Was die Organisation betrifft, so findet sich aber bei der Universitätsklinik kein wesentlicher Unterschied zu den anderen Krankenhäusern. Auch in der Universitätsklinik besteht kein Zwang für den Patienten, sie aufzusuchen. Er kann auch in der Universitätsklinik nicht gegen seinen Willen gezwungen werden, sich einer bestimmten Behandlung oder gar Versuchen und Demonstrationen im Lehrsaal zu unterwerfen. Auch in der Universitätsklinik besteht abgesehen von der allgemeinen Hausordnung kein hoheitsrechtliches Unterwerfungsverhältnis der Patienten. Der Umstand, daß bei der Pflege und Heilung der Patienten auch für Forschung und Lehre Nutzen gezogen wird, z.B. durch die wissenschaftliche Auswertung der Krankengeschichten, ist auf die Rechtsnatur des Verhältnisses der Klinik und Ärzte zu den Patienten ohne Einfluß. Ebensowenig wird der privatrechtliche Charakter dieses Verhältnisses durch eine etwaige hoheitliche Gestaltung der Beziehungen des Staates zu den Beamten der Klinik oder den in ihr lernenden und arbeitenden Personen berührt. Ob und inwieweit in den Fällen, in denen der Patient sich zu Lehr- oder Versuchszwecken zur Verfügung stellt; im Einzelfall möglicherweise hoheitsrechtliche Beziehungen zwischen der Klinik und den Patienten erwachsen, kann dahingestellt bleiben, da nach den Feststellungen des Berufungsgerichts ein derartiger Fall nicht vorliegt.

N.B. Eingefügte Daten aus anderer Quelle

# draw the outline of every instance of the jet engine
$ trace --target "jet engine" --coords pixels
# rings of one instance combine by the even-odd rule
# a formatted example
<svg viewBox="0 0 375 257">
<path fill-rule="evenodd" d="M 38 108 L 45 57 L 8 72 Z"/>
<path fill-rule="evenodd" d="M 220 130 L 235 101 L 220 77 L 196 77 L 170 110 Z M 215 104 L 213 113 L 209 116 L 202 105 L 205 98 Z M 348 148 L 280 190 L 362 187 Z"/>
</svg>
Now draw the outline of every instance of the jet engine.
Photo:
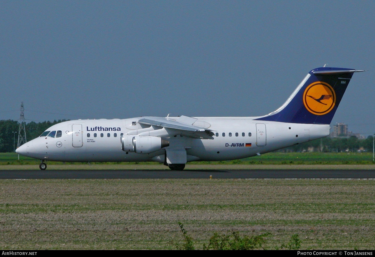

Im übrigen ergibt sich aber weder aus den Feststellungen des Berufungsgerichts noch aus den Parteibehauptungen etwas dafür, daß über die angeführten Gesichtspunkte hinaus bei der Organisation der Universitätskliniken in Kiel im Gegensatz zu anderen Krankenanstalten das Verhältnis zu den Patienten anders, d.h. mit weiteren hoheitsrechtlichen Elementen gestaltet worden ist. Es ist daher auch im vorliegenden Falle davon auszugehen, daß nach der Organisation der Universitätsklinik die Beziehungen zu den Patienten bürgerlich-rechtlicher Natur sind und Ansprüche des Klägers aus einer Pflichtverletzung des Stationsarztes nicht auf §839 BGB in Verbindung mit Art. 34 GrundG gestützt werden können (ebenso auch Rümelin, Haftung im klinischen Betrieb 1913 S 69).
3.
Das Urteil des Berufungsgerichts kann daher mit der Begründung des Schmerzensgeldanspruchs aus §839 BGB nicht aufrecht erhalten werden. Möglicherweise könnte dieser Anspruch auf §831 BGB gestützt werden. Insoweit ist die Sache aber noch nicht entscheidungsreif, da das Berufungsgericht - von seiner Auffassung aus folgerichtig - den Anspruch des Klägers unter diesem Gesichtspunkt noch nicht geprüft hat, insbesondere auch nicht auf den von dem beklagten Land vorsorglich angetretenen Entlastungsbeweis eingegangen ist. Das angefochtene Urteil war daher gemäß §564 ZPO aufzuheben und die Sache gemäß §565 ZPO zur anderweiten Verhandlung und Entscheidung, auch über die Kosten der Revision, an das Berufungsgericht zurückzuverweisen.